A doctor trapped in Sudan with her two young daughters says she feels the situation is “hopeless” after the final UK evacuation flights left.

Dr Sara Ibrahim and her children have been unable to join the evacuation process out of Sudan even though they all live in London and have UK Biometric Residence Permits.

Her husband Mohamed Osman, currently in London, is an NHS doctor working in A&E at Whipps Cross Hospital in Leytonstone, but she has not registered to practise as a doctor in the UK.

So when the Government extended the evacuation criteria to include “non-British nationals in Sudan who are working as clinicians within the NHS”, Dr Ibrahim and her children, who live in Tower Hamlets, east London, remained outside this category.

She told i: “I feel completely confused, I don’t know what to do.

“I’m not optimistic, I don’t think the war is going to end soon.

“I really need to leave the country; it doesn’t feel safe for me or my kids.

“I feel hopeless and from what I see there is no chance there will be peace in the near future.”

The Government’s final evacuation flights left from Port Sudan on Wednesday amid an increasingly volatile situation.

Dr Ibrahim was in Khartoum, staying with her family and trying to get treatment for her three-year-old daughter Heidi, who is autistic, when the violent struggle for control of Sudan began between the Sudanese armed forces and the paramilitary group Rapid Support Forces.

Her family’s home, near the Sudan Sports City in Khartoum, was in the thick of the fighting. She recounted how “one of the missiles hit a home near us, all the windows in our house were shattered”.

Five days into the conflict, the terrified family left and headed for her grandmother’s home in Al Hasaheisa, south of Khartoum.

“Everybody panicked, they were upset and very frightened,” she said. “We left in such a panic, I didn’t even take my passport.”

Since the UK evacuation began on 25 April, Dr Ibrahim said she has “heard nothing at all” from any authorities to say she would be included in the process.

“I feel disappointed really as we all live in the UK, my husband works for the NHS – at least they could give us options,” she said. “Unfortunately no-one has called and no one has sent me an email.”

Now she is weighing up whether to take the risk of travelling 18 hours to Port Sudan with her daughters Heidi and Sereen, who celebrated her first birthday on Wednesday.
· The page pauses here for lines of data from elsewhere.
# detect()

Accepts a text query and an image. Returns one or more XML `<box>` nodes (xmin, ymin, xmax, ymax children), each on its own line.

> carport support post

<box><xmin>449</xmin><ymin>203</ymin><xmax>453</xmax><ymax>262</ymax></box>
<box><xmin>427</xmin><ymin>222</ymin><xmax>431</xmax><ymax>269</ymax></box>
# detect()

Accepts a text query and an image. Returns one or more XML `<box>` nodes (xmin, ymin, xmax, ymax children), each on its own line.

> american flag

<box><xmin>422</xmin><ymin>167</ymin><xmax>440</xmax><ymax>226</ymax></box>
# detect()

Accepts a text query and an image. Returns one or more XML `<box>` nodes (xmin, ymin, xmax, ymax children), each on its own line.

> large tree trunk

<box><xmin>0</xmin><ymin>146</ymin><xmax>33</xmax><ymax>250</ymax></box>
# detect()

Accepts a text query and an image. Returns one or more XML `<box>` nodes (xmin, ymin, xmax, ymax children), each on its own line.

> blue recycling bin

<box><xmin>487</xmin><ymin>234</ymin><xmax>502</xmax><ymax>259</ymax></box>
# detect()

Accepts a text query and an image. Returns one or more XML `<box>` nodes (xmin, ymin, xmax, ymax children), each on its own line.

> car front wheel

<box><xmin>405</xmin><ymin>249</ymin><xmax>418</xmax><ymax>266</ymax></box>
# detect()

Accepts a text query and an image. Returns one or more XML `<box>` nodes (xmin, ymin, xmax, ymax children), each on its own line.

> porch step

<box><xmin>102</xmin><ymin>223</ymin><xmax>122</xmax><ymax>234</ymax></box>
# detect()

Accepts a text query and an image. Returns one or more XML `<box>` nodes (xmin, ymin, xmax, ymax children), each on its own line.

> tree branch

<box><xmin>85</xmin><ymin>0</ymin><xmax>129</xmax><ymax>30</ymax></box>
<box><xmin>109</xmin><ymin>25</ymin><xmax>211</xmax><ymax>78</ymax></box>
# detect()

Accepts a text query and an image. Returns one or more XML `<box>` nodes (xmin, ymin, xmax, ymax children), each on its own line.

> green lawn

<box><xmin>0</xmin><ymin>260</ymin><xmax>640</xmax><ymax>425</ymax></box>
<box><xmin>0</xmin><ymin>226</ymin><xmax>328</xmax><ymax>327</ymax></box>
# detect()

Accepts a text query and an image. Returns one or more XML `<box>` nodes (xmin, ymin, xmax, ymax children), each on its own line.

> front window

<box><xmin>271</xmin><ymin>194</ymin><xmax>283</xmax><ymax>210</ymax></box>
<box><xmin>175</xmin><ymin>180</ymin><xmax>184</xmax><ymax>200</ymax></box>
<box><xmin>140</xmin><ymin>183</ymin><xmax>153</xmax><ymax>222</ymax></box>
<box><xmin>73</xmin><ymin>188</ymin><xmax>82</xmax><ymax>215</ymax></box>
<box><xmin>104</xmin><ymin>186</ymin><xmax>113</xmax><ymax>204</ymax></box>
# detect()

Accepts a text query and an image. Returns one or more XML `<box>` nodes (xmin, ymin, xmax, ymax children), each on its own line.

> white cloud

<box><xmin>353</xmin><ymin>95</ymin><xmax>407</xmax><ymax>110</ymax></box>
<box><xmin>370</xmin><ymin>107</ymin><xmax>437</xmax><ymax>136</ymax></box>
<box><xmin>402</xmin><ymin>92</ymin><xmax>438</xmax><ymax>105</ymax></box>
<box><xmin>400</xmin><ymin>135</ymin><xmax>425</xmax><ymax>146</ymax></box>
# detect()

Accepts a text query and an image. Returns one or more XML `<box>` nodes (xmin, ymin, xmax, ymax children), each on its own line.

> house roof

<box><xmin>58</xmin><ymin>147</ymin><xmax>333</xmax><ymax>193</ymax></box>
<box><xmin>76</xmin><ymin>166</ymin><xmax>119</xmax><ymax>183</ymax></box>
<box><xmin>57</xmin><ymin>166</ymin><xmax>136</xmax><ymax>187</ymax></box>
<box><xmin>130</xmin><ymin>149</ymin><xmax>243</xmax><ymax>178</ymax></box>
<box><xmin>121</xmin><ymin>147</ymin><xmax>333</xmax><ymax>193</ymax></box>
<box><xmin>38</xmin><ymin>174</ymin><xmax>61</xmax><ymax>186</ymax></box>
If she does go, she notes there is no guarantee she will be able to get on the ferry across the Red Sea to Jeddah in Saudi Arabia.

“When I think about travelling to Port Sudan, it is very far from us and it means going back through Khartoum, which is very risky,” she said. “I really don’t know what to do.

“I would really like the UK government just to extend the (evacuation) flights.

“I hope there are planes sent to come and take us home.”

A UK Government spokesperson said: “The UK has carried out by far the longest and largest evacuation of any Western country from Sudan, bringing 2,341 people out in under one week. It has always been the case that the evacuation has been open to British nationals and their eligible family members, with a later exemption for NHS clinicians.

“Preventing a humanitarian emergency in Sudan is our focus right now. Alongside the UK evacuation effort, we are working with international partners and the United Nations to bring an end to fighting.”